Edward A. Nieman, Appellant, v Sears, Roebuck and Co., Respondent.
    [772 NYS2d 662]
   Order, Supreme Court, New York County (Alice Schlesinger, J.), entered on or about December 11, 2002, which denied plaintiffs renewed motion to vacate the dismissal of the action pursuant to CPLR 3404, unanimously affirmed, without costs.

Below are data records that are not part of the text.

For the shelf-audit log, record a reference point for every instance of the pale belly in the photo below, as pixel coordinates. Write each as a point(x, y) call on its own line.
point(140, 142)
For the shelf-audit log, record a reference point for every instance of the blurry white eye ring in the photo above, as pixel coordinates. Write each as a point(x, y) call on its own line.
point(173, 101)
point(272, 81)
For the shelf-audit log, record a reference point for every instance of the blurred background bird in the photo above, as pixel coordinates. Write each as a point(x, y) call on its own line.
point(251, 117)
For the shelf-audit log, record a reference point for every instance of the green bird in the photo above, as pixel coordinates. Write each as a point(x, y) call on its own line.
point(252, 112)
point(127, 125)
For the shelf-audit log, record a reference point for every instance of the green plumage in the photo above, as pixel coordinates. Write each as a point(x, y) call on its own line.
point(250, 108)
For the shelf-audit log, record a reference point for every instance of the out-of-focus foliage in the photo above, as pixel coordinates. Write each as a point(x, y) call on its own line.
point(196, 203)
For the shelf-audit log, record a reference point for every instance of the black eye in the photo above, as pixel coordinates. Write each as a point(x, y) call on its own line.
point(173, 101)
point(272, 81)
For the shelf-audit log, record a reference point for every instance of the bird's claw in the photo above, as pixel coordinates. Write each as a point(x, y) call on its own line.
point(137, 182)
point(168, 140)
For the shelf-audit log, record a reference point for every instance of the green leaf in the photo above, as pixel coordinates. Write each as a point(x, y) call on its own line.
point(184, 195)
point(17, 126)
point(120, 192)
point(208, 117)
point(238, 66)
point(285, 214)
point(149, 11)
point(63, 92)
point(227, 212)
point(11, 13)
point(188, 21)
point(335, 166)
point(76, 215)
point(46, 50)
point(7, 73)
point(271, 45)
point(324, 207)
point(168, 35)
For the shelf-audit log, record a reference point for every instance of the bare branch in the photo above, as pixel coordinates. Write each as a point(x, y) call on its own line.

We see no reason to, in effect, reconsider our affirmance of the motion court’s denial of plaintiffs original motion to vacate this action’s dismissal pursuant to CPLR 3404 (291 AD2d 291 [2002]). While plaintiff now argues that his case had not yet acquired post-note of issue status at the time of its dismissal and that the dismissal pursuant to CPLR 3404 was thus incorrect (see Johnson v Minskoff & Sons, 287 AD2d 233 [2001]), the argument should have been made, if at all, in the course of litigating the original motion. In any case, even if the argument were properly before us, we would reject it since the action did not in fact qualify for pre-note of issue treatment under Johnson v Minskoff & Sons. A note of issue was filed in this case—and by plaintiff himself. The circumstance that the case was subsequently struck from the trial calendar by reason of plaintiffs failure to meet his pretrial disclosure obligations did not, as plaintiff now contends, restore the case to pre-note status for purposes of determining the applicability of CPLR 3404. Indeed, it is precisely in such circumstances that CPLR 3404, by its express terms, applies. Concur—Tom, J.E, Andrias, Saxe, Ellerin and Marlow, JJ.